The Board confirmed to Eddington that it completed at least one “deep dive report” under Executive Order 12333 concerning at least one federal agency, but withheld that report. It refused to release any records regarding agency refusals to provide information requested by the Board. In a follow on letter to the Board, PPSA concluded: “It appears from these responses that the Board has censored itself at the direction of the very agency subject to its oversight.”
PPSA filed its own FOIA request on Sept. 16, 2020, asking PCLOB to produce records mentioning the Eddington request or any denial or other responses to it. PPSA also doubled down on requests for information about 12333.
“We gave the Board far more than the maximum thirty business days from our FOIA request,” Schaerr said. “It is time to turn to the courts to determine if the laws governing FOIA requests must be respected by PCLOB, or if the law can be effectively ignored.”
“The needless secrecy surrounding the surveillance court is bad for the court, the intelligence agencies and the public – and it is also unconstitutional,” write three seasoned civil liberties experts in today’s New York Times.
The op-ed, signed by David Cole, legal director of the American Civil Liberties Union, Jameel Jaffer, executive director of the Knight First Amendment Institute at Columbia University, and former Solicitor General Theodore Olson, supports an ACLU petition to the U.S. Supreme Court to consider the Foreign Intelligence Surveillance Court’s secret opinions.
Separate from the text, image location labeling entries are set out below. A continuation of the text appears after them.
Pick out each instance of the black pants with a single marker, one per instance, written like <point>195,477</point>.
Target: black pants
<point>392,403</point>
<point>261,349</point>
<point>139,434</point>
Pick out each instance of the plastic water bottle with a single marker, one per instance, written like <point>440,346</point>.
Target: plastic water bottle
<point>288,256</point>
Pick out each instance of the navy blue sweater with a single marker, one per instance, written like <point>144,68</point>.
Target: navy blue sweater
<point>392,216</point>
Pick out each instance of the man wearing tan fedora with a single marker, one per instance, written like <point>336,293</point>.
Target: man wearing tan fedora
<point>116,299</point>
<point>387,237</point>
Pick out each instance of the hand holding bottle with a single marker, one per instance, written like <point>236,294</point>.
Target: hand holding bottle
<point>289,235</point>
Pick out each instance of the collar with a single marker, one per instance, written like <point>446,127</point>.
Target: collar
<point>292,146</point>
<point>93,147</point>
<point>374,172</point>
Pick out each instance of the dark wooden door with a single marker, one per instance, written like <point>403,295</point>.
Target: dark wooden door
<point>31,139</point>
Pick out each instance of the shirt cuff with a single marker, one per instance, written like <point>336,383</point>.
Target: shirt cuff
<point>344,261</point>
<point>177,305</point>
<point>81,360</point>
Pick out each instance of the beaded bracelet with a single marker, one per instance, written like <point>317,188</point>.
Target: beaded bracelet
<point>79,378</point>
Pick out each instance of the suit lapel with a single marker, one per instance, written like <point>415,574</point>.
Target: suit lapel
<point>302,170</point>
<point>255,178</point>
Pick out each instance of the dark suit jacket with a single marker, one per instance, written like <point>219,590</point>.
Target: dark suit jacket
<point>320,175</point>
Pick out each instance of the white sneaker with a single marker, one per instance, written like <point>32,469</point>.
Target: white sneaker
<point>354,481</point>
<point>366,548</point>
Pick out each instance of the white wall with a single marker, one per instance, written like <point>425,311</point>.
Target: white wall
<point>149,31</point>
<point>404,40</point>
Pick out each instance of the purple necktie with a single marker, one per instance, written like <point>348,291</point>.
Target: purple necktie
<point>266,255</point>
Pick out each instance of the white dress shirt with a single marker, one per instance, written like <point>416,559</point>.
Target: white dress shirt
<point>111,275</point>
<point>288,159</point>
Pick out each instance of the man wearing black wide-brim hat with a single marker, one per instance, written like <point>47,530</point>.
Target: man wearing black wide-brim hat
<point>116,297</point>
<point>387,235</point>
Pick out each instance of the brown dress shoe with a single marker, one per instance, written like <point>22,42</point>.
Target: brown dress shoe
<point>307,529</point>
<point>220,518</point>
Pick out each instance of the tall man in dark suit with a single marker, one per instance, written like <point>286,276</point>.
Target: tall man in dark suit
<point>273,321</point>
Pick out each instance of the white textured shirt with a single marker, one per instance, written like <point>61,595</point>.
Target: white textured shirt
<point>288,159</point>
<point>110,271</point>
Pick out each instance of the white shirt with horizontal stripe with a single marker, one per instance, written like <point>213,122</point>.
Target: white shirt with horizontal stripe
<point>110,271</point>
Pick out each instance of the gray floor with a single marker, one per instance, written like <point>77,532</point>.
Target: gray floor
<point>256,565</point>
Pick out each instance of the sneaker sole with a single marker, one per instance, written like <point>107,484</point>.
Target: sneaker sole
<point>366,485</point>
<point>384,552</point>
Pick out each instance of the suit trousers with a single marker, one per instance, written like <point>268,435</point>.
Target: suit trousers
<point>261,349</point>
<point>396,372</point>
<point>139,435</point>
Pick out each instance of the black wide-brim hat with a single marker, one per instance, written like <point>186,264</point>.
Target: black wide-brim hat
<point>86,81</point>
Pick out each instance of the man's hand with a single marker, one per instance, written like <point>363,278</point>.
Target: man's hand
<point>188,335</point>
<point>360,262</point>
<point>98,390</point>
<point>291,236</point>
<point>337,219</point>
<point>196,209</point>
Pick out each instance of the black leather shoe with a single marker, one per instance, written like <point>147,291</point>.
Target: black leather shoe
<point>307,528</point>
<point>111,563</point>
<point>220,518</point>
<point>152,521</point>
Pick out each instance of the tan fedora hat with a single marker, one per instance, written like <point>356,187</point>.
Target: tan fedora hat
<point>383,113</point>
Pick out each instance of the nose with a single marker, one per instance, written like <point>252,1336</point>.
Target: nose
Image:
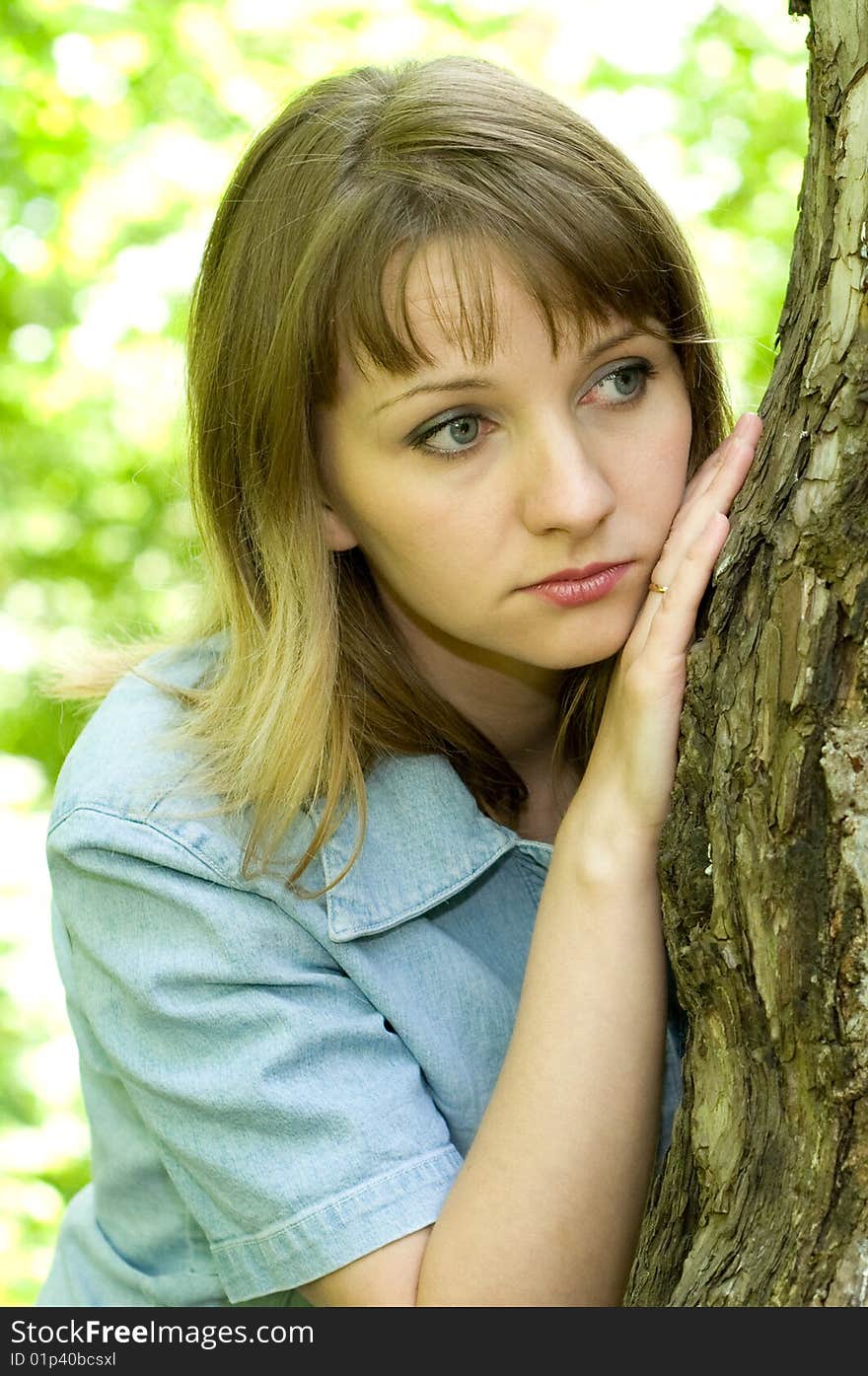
<point>563,480</point>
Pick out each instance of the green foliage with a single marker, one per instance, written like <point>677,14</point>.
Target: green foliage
<point>122,121</point>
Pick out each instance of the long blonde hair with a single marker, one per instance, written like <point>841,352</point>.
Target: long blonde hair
<point>314,682</point>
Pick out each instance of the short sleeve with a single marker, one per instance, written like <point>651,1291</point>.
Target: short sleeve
<point>297,1129</point>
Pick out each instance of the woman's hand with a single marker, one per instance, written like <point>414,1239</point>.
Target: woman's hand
<point>624,794</point>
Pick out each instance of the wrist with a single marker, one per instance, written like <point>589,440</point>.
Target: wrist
<point>606,845</point>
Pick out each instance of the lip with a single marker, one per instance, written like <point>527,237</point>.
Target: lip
<point>574,575</point>
<point>574,592</point>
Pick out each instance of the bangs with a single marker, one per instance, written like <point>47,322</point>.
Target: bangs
<point>578,274</point>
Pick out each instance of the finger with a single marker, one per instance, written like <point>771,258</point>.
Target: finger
<point>673,613</point>
<point>684,586</point>
<point>717,495</point>
<point>747,428</point>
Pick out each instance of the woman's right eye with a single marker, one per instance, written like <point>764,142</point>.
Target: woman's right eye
<point>464,428</point>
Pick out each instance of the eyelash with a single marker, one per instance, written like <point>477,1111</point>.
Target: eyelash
<point>640,365</point>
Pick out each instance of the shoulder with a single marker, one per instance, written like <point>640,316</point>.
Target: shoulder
<point>132,770</point>
<point>127,755</point>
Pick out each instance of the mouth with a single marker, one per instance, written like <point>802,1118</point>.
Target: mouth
<point>575,575</point>
<point>574,592</point>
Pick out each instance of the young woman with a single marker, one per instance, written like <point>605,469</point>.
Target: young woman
<point>355,888</point>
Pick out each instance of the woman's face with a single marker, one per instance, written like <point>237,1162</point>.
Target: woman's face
<point>487,479</point>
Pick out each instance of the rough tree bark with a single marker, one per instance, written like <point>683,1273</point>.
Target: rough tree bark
<point>763,861</point>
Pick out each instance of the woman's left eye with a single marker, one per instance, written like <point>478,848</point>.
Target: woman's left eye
<point>622,384</point>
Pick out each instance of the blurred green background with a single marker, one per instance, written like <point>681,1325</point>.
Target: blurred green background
<point>121,124</point>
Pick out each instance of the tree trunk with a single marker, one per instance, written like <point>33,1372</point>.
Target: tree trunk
<point>763,860</point>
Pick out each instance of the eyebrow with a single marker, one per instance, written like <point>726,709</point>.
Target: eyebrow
<point>457,384</point>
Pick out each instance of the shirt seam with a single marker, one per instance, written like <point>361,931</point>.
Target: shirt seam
<point>335,1201</point>
<point>150,826</point>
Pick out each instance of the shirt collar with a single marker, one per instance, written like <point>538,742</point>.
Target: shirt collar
<point>425,839</point>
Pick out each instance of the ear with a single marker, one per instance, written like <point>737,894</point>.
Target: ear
<point>337,533</point>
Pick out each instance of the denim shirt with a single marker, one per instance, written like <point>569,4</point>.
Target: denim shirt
<point>274,1086</point>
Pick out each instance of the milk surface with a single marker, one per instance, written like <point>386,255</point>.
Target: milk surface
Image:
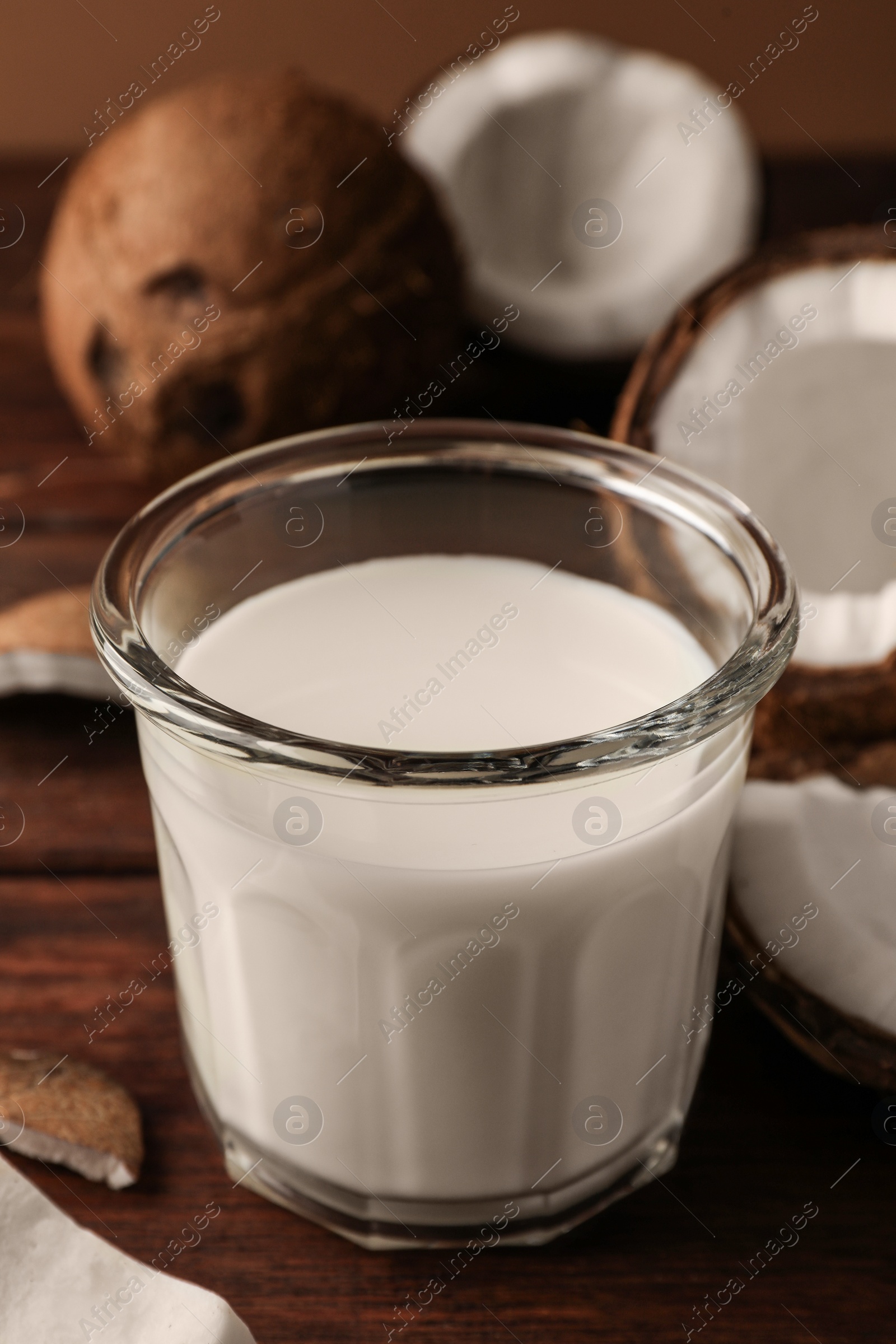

They recount some useful history. That court authorized the government to collect records on most phone calls made or received in the United States, detailing who called whom, when, and for how long – all without any suspicion of illegal activity.
In another opinion, the court upheld the government’s practice of scanning Americans’ emails for intelligence purposes as those communications enter and leave the country.
More recently, it permitted the FBI to fish for information about Americans in huge databases of international emails, online messages and web chats obtained without probable cause.
Four days ago, PPSA filed an amicus brief in support of the ACLU petition. PPSA asked the Court to consider the following question:
“How can the American people learn of, debate, and cast informed votes relating to what the Executive Branch—or, for that matter FISC [the ‘secret surveillance court’] —is doing in their names if the government refuses to disclose that information?”
In today’s op-ed, the authors note that the “surveillance court’s suggestion that it is not subject to the usual constraints of the First Amendment – and, indeed, that it lacks authority even to consider the First Amendment question – has only engendered suspicion of the court, and of the surveillance the court approves.”
For all these reasons, PPSA will continue to vigorously support ACLU’s petition.